The dollar fell broadly on Monday after weaker-than-expected Bank of America profits damped investors' initial optimism that companies may escape the pinch of the crisis in global credit markets.
Bank of America , the No. 2 U.S. bank, reported a fall in its first-quarter profit due to write-downs and rising credit losses.
Its net income fell to $1.21 billion, or 23 cents per share.
Analysts said BoA's results suggested that the fallout from the credit crisis may not be over as some have speculated, chilling risk appetite as such problems were expected to continue weighing on the U.S. economy and the dollar.
In Europe, hawkish European Central Bank inflation rhetoric supported the euro after Governing Council member Klaus Liebscher said there was no reason for pessimism on euro zone growth.
"Bank of America's results obviously don't help the dollar, but the comments by the ECB earlier today were very hawkish and it clearly indicates the bank is very concerned about inflation and will avoid cutting rates," said Matthew Strauss, a senior currency strategist at RBC Capital Markets in Toronto.
The euro was higher against the dollar, inching toward a record high of $1.5983 hit last week, according to Reuters data.
The single euro zone currency was supported by a growing view that the ECB is in no hurry to cut interest rates from 4.0 percent for now due to nagging inflation risks.
The U.S. currency also came under selling pressure as investors continued to fret about the inflationary effect of oil prices, which hit a record high of $117.40 a barrel.
The greenback slipped to a session low of 102.99 against the yen and it fell more than 0.5 percent against a basket of six major currencies to 71.554.
Results on Friday from Citigroup , the largest U.S. bank, showed less damage from the credit market crisis than some had expected, with write-downs of $6 billion contrasting with market rumors of write-downs approaching $22 billion.

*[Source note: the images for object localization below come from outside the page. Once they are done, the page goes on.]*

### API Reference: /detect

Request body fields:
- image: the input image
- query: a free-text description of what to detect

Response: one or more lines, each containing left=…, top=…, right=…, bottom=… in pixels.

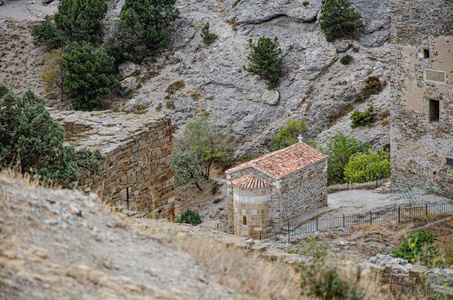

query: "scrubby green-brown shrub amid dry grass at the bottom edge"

left=300, top=239, right=365, bottom=300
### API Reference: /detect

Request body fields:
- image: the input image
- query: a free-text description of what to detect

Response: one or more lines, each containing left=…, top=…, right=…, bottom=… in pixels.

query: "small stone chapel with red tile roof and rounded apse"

left=226, top=142, right=327, bottom=238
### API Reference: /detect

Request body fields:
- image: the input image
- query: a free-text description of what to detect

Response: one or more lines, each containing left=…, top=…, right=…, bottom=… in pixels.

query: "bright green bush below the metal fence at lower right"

left=391, top=229, right=443, bottom=266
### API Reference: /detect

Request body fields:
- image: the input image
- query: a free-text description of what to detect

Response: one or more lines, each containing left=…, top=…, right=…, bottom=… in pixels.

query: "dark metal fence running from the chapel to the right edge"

left=263, top=202, right=453, bottom=242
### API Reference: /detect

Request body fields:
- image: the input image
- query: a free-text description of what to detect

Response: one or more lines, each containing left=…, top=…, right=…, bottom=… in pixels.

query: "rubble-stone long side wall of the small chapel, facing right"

left=279, top=159, right=327, bottom=221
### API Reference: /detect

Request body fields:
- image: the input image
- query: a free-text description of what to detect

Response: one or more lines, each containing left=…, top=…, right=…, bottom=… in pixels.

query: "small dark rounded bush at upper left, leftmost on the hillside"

left=31, top=16, right=68, bottom=49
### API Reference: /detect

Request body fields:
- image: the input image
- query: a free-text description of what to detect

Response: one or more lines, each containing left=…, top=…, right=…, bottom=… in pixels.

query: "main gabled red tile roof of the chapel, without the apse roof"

left=225, top=142, right=327, bottom=179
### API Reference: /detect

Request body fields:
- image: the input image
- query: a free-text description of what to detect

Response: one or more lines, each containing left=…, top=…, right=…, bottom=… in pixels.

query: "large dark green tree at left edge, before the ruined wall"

left=0, top=85, right=101, bottom=187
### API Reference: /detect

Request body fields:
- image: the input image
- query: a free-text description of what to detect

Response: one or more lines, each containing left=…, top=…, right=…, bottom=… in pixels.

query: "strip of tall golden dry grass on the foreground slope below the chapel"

left=151, top=234, right=302, bottom=299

This had sparked dollar buying late last week as some speculated that the worst of the credit crunch may have passed.
But having seen several "false dawns" in the credit crisis, investors were reluctant to place too much faith in the banking results as marking the beginning of the end for the squeeze.
Sterling also fell, with markets unimpressed by a Bank of England offer to swap government bonds worth 50 billion pounds for banks' riskier mortgage debt to help them navigate through the credit squeeze, as the amount was known before the announcement.

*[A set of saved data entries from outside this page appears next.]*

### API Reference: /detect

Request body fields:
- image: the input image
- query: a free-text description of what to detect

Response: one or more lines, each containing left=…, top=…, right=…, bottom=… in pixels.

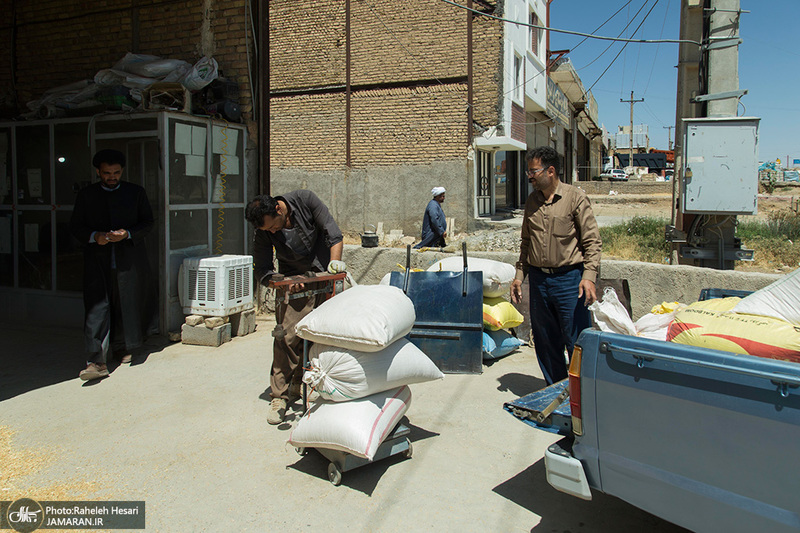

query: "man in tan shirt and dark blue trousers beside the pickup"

left=511, top=146, right=601, bottom=385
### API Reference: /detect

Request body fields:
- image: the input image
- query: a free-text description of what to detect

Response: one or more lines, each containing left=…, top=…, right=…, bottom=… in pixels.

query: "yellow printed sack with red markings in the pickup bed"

left=667, top=298, right=800, bottom=363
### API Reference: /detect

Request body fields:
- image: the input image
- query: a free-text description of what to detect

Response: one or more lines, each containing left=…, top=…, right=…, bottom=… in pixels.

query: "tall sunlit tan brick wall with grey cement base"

left=270, top=0, right=503, bottom=235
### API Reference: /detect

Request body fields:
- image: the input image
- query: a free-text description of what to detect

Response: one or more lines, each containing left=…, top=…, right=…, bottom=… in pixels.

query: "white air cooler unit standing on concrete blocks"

left=179, top=255, right=253, bottom=316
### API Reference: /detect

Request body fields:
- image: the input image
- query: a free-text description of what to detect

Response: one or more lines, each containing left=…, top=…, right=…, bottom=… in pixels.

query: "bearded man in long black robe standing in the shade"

left=70, top=150, right=153, bottom=381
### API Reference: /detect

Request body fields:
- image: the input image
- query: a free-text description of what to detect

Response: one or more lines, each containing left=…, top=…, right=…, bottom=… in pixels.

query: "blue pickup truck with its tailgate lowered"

left=505, top=302, right=800, bottom=533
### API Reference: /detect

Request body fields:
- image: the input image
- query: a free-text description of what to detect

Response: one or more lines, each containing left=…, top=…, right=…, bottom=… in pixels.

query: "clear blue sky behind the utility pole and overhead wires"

left=550, top=0, right=800, bottom=166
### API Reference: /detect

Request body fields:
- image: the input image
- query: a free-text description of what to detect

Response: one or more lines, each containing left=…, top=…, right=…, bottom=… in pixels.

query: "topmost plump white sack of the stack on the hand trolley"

left=297, top=285, right=417, bottom=352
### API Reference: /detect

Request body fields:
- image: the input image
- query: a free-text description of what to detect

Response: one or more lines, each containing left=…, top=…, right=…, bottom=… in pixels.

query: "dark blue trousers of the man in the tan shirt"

left=528, top=265, right=592, bottom=385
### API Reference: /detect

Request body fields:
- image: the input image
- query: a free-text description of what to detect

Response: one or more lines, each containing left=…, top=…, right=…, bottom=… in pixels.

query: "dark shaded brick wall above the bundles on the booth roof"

left=0, top=0, right=255, bottom=119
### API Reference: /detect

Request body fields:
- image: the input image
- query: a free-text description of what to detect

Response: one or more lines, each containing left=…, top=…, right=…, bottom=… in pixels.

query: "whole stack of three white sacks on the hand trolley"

left=289, top=285, right=444, bottom=461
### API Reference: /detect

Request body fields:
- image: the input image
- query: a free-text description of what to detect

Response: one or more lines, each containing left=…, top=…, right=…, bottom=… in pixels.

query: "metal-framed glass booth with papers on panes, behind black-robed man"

left=0, top=111, right=250, bottom=333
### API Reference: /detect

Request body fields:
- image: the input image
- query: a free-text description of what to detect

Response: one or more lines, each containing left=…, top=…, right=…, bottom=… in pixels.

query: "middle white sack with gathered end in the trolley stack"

left=303, top=339, right=444, bottom=402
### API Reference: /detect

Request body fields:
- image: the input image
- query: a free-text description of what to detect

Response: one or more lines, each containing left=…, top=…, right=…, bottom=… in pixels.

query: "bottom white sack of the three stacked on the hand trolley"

left=289, top=384, right=411, bottom=461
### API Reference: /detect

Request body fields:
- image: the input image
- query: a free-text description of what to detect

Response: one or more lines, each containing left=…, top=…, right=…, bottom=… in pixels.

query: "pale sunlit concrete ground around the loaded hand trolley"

left=0, top=319, right=682, bottom=533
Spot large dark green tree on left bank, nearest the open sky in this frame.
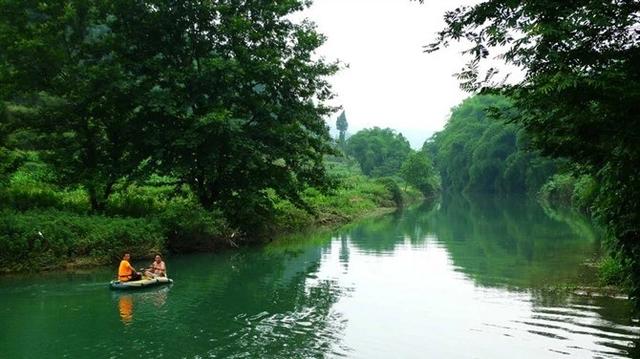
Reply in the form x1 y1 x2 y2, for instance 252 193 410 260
148 0 337 231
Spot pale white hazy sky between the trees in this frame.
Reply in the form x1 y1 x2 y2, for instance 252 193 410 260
303 0 478 148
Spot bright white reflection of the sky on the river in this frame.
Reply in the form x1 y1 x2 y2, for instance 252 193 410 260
318 237 640 358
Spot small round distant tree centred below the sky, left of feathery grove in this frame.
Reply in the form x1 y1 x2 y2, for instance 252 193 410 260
346 127 411 177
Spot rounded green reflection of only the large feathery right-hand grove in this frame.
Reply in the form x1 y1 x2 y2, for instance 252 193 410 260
426 196 599 288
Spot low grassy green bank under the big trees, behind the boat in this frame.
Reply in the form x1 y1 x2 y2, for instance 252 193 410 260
0 163 421 272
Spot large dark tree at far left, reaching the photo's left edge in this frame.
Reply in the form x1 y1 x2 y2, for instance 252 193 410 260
0 0 165 210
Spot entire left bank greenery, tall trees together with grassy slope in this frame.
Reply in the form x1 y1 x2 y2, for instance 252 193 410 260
0 0 424 270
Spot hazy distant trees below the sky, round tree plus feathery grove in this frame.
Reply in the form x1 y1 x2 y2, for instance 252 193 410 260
337 95 566 195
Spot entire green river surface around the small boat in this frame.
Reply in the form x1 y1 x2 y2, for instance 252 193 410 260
0 198 640 359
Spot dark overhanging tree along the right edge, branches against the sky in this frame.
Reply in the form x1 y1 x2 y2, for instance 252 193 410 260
429 0 640 299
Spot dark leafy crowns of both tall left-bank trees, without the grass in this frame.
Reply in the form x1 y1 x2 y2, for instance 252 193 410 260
0 0 337 229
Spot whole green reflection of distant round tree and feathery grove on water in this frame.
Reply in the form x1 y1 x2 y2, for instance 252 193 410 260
343 196 599 288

Despite a tentative pickup in risk appetite from last week's banking results and Royal Bank of Scotland, Britain's second-biggest bank, confirming it is considering a rights issue, UK markets had been on tenterhooks over the BoE plan to help ease strains in British mortgage markets.
The pound extended losses in reaction to the news, pushing the euro up versus the UK currency, not far from a record high near 81 pence hit last week.
The UK currency fell against the dollar.
"The plan didn't offer any massive surprises. ... Sterling has had a good run over the last few days on the news and so it's a bit of the 'buy the rumor, sell the fact,"' said Daragh Maher, senior currency strategist at Calyon.